二千四百七十二夜、じいじの高校生生活 1165 三年生 120 二学期から 102
今日は、じいじの番です。
眠れないのかい、それは困ったねえ。じゃあ、少しお話をしてあげようかね。どんなことがいいかな。何がいい?
「…………。」
そうだねえ、じゃあ、じいじが子供の頃のお話をしようかねえ。
まだ、高校生の頃のことだけれど……。
──じいじの考え方の独断と偏見に基づいて、メインは女性に決めた……。
かの大天才も……棟方○志功のことだけれどね……もちろん、じいじも含めて……男性の憧れは女性に決まっているのだろうから……。
家政科は、ある意味、女性の園なのだろうとは思う……。
その彼女たちに対して、じいじの偏っているのだろう憧れを押し付けられても、不快なだけなのかもしれないのだけれどさ……。
でも、BL 感覚については、じいじはかなり疎いと言わざるを得ない……。
かっこいい男子のイメージについては、まったく浮かんではこないだろうと思う……。
だから……じいじのイメージが気に入らなければ、自分たちで創れよ……ということで、じいじは押し通そうと考えていた……。

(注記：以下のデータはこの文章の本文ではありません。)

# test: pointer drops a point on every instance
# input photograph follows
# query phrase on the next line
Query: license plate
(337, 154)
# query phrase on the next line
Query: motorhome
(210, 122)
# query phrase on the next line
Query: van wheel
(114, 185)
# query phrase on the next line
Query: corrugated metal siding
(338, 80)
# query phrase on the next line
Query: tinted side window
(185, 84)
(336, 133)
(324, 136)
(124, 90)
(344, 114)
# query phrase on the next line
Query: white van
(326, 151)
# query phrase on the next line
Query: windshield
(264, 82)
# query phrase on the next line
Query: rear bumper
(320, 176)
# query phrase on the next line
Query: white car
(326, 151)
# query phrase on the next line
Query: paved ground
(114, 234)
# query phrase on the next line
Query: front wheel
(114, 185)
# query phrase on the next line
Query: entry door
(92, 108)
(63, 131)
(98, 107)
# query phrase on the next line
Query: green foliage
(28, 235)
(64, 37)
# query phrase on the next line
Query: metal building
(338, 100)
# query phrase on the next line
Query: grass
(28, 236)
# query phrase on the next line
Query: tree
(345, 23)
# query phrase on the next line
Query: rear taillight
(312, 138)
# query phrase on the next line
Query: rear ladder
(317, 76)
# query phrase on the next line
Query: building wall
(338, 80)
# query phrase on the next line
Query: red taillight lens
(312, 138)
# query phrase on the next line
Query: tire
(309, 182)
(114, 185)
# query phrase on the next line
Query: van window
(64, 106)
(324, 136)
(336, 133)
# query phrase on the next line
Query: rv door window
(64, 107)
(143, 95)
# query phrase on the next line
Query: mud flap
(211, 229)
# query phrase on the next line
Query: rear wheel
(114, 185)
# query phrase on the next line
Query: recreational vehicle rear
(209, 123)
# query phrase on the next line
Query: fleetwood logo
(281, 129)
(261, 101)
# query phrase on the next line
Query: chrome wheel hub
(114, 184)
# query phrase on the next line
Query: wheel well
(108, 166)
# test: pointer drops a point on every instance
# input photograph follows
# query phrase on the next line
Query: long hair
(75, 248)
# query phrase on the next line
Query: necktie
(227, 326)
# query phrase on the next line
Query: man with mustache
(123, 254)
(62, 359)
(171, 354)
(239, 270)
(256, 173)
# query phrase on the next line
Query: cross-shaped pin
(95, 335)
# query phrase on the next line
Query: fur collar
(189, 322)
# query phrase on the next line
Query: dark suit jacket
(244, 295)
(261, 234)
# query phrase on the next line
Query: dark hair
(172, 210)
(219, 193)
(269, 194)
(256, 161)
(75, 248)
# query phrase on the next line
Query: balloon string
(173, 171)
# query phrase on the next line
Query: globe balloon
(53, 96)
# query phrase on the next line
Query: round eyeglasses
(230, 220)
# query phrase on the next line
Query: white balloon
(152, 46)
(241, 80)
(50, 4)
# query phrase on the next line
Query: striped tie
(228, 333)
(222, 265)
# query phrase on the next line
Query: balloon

最悪、彼女たちが描き出した下絵に基づいて、じいじが元版を彫り上げてもいいのではないのかなあって考えてもいたのだが……。
ともかく、結果がどうなろうが、じいじの今の感覚から下絵を描きだしていかなくてはしょうがないだろうと思う……。
……下絵については、思いのほか時間が掛からずに進めることができていた……。
ただし、表紙絵になった時の効果などについては考慮がされてはいなかった。だいたい、じいじのくらいの美術が好き……程度の人がどれほどの作品が生み出せるのか……。そんなことなど考えなくても予想ができるだろう……。
もっと素晴らしい表紙画を期待するのであれば、じいじが担当するというのは、明らかな人選ミスなのだろうと思っている……。
どこからどういう意見が出て、どういう話し合いがされたのか、どんな経緯でじいじが表紙絵を作ることになったのかはよくわからない……。
表紙絵の制作をじいじが依頼がされたのは、素直にうれしいのだけれど、過大な期待があってのことならば、期待外れな結果が見えているだろうに……と思う……。
だいたい、家政科の女子たちに対するじいじの思い入れは、まったく無いにも等しかった。
家政科の女子との関係性を作るのには、唯一の機会だったのかもしれない、焼却祭でのフォークダンスにしても、結局じいじは逃げ出してしまっているのだから……。
でも、そういえば……もう一度だけそんな機会があったのかもしれないかなあ……。
いつ頃の機会だったのかはよく覚えてはいないけれど……。
弓道部所属の女子……たぶん家政科の同学年の女子だったのだろうと思うのだけれど……から珍しいことに、じいじに対してお声が掛かったことがあった……。
彼女からすれば、相当に思い切った行動だったと思うのだ……。
それについては、行動にも結び付けられなかったじいじが、あれこれと言うことなどない……のだけれど……。
おや、眠たくなってきたかい、それじゃあ、おやすみ、いい夢を見てね。
良い夢に恵まれますように、おやすみなさい。また次の夜に……。